I remember the first time I saw him; I’d just gotten home after a date and after flipping the TV on, I settled into my dad’s recliner. As fate would have it, the TV came on just as he put the microphone to his mouth and began singing. The music had a driving rockabilly rhythm to it, but his voice didn’t touch that era at all. Unlike a lot of the rock musicians of that era, who had long hair, his hair was wild and straight and he wasn’t exactly good-looking or skinny and he held a red scarf. Ignoring all of that, his voice was exceptional. Before he sang the first two lines of the song, I knew I was listening to something totally unexpected and spectacular.

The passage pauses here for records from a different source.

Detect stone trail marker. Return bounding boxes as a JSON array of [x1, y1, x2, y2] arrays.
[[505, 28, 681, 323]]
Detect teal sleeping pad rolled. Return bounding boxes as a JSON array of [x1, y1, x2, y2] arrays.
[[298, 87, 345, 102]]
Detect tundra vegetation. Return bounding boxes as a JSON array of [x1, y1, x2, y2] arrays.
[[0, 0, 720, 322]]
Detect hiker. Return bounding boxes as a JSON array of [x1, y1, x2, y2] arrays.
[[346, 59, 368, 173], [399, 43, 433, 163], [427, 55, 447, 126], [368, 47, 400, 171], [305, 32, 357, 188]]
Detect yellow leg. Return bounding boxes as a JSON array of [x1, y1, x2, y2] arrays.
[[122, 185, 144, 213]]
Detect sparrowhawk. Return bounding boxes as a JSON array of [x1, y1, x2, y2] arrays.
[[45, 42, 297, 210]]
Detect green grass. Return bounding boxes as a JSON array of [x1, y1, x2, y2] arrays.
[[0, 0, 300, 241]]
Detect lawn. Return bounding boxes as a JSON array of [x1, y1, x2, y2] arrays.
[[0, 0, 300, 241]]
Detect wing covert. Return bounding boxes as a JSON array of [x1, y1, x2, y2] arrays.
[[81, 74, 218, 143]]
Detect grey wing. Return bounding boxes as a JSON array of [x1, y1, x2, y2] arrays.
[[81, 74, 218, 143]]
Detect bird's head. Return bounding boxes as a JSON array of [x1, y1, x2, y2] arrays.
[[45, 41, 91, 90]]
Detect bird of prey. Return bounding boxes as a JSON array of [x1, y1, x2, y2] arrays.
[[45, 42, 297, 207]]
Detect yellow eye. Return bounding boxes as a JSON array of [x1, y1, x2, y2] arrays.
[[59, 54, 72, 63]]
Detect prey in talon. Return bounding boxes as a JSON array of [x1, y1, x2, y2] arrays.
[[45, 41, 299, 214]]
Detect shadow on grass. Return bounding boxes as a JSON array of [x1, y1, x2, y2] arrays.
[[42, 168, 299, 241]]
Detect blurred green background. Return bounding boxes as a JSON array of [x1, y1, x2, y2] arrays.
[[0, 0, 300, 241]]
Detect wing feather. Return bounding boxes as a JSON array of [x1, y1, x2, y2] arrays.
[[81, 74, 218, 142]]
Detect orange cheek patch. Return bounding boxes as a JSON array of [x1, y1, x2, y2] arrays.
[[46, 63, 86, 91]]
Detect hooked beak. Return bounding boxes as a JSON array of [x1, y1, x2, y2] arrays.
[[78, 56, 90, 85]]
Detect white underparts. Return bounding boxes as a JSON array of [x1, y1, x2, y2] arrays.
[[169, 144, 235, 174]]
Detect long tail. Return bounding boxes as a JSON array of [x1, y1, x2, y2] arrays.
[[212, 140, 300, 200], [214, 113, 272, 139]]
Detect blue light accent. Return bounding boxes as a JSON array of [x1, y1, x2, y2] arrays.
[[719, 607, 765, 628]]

I’ve always been about songs that tell stories, but this ballad was on a whole new level. I had seen Phantom of the Paradise, Tommy, and Jesus Christ Superstar so I knew what a rock opera was. This was a rock opera, but somehow, it’d been condensed down small enough to be a feature on whatever program was on that night. As I sat listening to him belt out the lyrics of Paradise by the Dashboard Light, the entire evening I'd lived was being played out in the song's lyrics. It was as if the songwriter had been along on my date and wrote the events as they happened so that they could be played back for me afterward. Then, just as the events were sliding into home, the lyricist took a fresh track apart from my reality as the girl demanded straight answers as to what he was promising.
As I watched this play out on the screen, my mind split the song into three separate acts as the rhythm, seriousness, mood, and story within the music changed: Part One — A passion fueled search for Paradise, and the process of finding it, complete with an instrumental that included a play-by-play by a sportscaster. Part Two-- The girl stopping it all with three words – Stop Right There! Then she demanded answers to the questions she had before letting it go any further, as he stammers, trying to figure a way out. She also demands a promise which he eventually gives. Part Three—The aftermath and he regret he had for making that promise. All of that drama and passion covered in just eight and a half minutes. Damn!
I’m not sure what program I was watching. Originally I thought it was Saturday Night Live, but I could never find a reference where a performance of that song was performed on the show until years later. The only important part that, aside from the perfromance, was the singer’s name: Meat Loaf.
Unlike today, when you can immediately online and find recordings and videos of an artist instantly, there was no such animal in the late 70s. I called the radio stations I listen to the next day, but none of them had even heard of the song. It wasn’t until years later that I found out that the song, composed by Jim Steinman, had been released almost a year earlier under a different title. Then, Meat Loaf got an album deal, and it was added to the first album of his that I ever bought: Bat Out of Hell.
Another thing that differed between that time and now was there was no way to skip easily from one song to the next, unless you were skilled at lifting and sitting down the needle on an album as it spun or willing to sit through a tape being rewound or fast forwarded. That meant I listened to every song on side to repeatedly. Another song that eventually made it big, Two out of Three Ain’t Bad, was also on that side of the album along with For Crying Out Loud. Side one had two great songs on it: Bat Out of Hell and You Took the Words Right Out of My Mouth (Hot Summer Night) but Paradise by the Dashboard Light was always my favorite.
Paradise has remained on my list of all-time favorite songs. A few years later, Meat Loaf surprised me by appearing In the Rocky Horror Picture Show as Eddie, he was great in for a big guy he moved gracefully.
Eventually, Meat Loaf released his second album, which included what many say is the next act of Paradise: I’d Do Anything for Love (But I Won’t Do That). Another tremendous song that held a dramatic story within it of heartbreak, romance, and desire. A similar theme, but more mature in its view of passion and love.
Today, Marvin Lee Aday, who I and millions knew as Meat Loaf, passed away — but his music will live forever.